Question: How does Cell Ranger correct barcode sequencing errors?
Answer: The known barcodes for a given assay chemistry are stored in a "whitelist" file (see also What is a barcode whitelist?). For example, there are roughly 737,000 barcodes in the whitelist for the Single Cell 3' v2 and V(D)J assays, and ~3 million barcodes for the Single Cell 3' v3 and v3.1 chemistries.

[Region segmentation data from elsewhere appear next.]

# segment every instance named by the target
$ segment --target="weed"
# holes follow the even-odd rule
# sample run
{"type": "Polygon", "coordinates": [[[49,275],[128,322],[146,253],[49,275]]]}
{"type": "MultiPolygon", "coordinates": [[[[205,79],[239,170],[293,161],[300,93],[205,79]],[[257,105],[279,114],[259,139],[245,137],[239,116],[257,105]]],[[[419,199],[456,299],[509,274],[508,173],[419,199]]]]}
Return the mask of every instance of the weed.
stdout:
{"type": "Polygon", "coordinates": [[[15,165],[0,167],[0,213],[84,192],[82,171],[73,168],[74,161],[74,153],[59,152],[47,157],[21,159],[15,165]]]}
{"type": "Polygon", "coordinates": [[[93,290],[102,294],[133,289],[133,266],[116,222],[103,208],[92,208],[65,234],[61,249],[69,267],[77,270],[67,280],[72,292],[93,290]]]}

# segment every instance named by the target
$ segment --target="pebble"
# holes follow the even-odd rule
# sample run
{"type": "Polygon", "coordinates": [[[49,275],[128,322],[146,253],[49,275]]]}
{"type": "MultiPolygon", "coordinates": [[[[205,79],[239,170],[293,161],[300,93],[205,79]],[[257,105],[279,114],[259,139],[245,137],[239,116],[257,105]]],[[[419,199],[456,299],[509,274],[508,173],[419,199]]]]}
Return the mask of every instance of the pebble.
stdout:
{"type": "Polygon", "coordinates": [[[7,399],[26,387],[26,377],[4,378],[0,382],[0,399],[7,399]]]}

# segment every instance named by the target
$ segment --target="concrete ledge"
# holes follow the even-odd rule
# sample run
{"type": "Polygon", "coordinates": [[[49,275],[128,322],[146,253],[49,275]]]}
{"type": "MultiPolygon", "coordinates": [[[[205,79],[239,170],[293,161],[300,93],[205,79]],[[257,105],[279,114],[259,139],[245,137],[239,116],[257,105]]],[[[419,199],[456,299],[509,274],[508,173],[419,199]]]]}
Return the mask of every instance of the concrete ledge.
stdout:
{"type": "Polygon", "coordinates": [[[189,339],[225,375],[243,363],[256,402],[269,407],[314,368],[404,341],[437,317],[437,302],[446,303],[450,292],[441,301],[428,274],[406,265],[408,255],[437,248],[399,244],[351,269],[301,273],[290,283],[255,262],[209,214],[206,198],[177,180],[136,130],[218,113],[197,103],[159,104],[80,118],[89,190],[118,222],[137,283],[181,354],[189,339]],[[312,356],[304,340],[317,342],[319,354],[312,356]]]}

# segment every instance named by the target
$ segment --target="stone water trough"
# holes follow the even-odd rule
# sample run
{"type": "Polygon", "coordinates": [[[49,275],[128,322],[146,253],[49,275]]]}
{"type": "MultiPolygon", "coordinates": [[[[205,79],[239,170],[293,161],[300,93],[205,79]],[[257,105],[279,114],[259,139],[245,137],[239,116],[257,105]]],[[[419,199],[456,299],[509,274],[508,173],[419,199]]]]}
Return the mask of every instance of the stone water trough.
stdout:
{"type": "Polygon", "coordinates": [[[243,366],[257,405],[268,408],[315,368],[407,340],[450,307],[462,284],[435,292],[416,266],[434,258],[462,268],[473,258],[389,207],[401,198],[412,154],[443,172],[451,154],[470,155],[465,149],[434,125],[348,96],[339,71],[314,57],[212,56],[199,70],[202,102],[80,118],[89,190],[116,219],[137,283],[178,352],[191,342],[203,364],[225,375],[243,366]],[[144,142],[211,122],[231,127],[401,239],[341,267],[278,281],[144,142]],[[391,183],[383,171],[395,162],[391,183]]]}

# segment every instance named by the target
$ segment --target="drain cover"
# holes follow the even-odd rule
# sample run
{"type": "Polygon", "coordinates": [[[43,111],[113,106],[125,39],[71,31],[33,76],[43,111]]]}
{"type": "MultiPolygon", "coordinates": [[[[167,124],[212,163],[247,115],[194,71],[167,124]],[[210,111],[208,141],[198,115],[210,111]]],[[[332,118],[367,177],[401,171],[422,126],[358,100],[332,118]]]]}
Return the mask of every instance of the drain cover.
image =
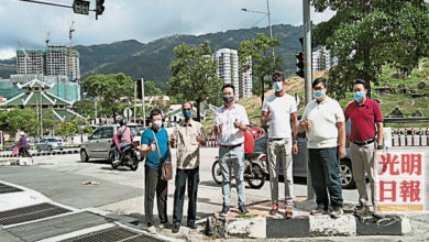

Cell Ranger uses the following algorithm to correct putative barcode sequences against the whitelist:
- Count the observed frequency in the dataset of every barcode on the whitelist.
- For every observed barcode in the dataset that is not on the whitelist:
- For every whitelist sequence that is 1-Hamming-distance away:
- Compute the posterior probability that the observed barcode originated from the whitelist barcode with a sequencing error at the differing base (based on the base Q score).
- Replace the observed barcode with the whitelist barcode with the highest posterior probability that exceeds 0.975.
- For every whitelist sequence that is 1-Hamming-distance away:
The corrected barcodes are used for all downstream analysis and output files. In the output BAM file, the original uncorrected barcode is encoded in the CR tag, and the corrected barcode sequence is encoded in the CB tag. Reads that are not able to be assigned a corrected barcode will not have a CB tag.
Note: the content here can also be found on the Gene Expression Algorithms page.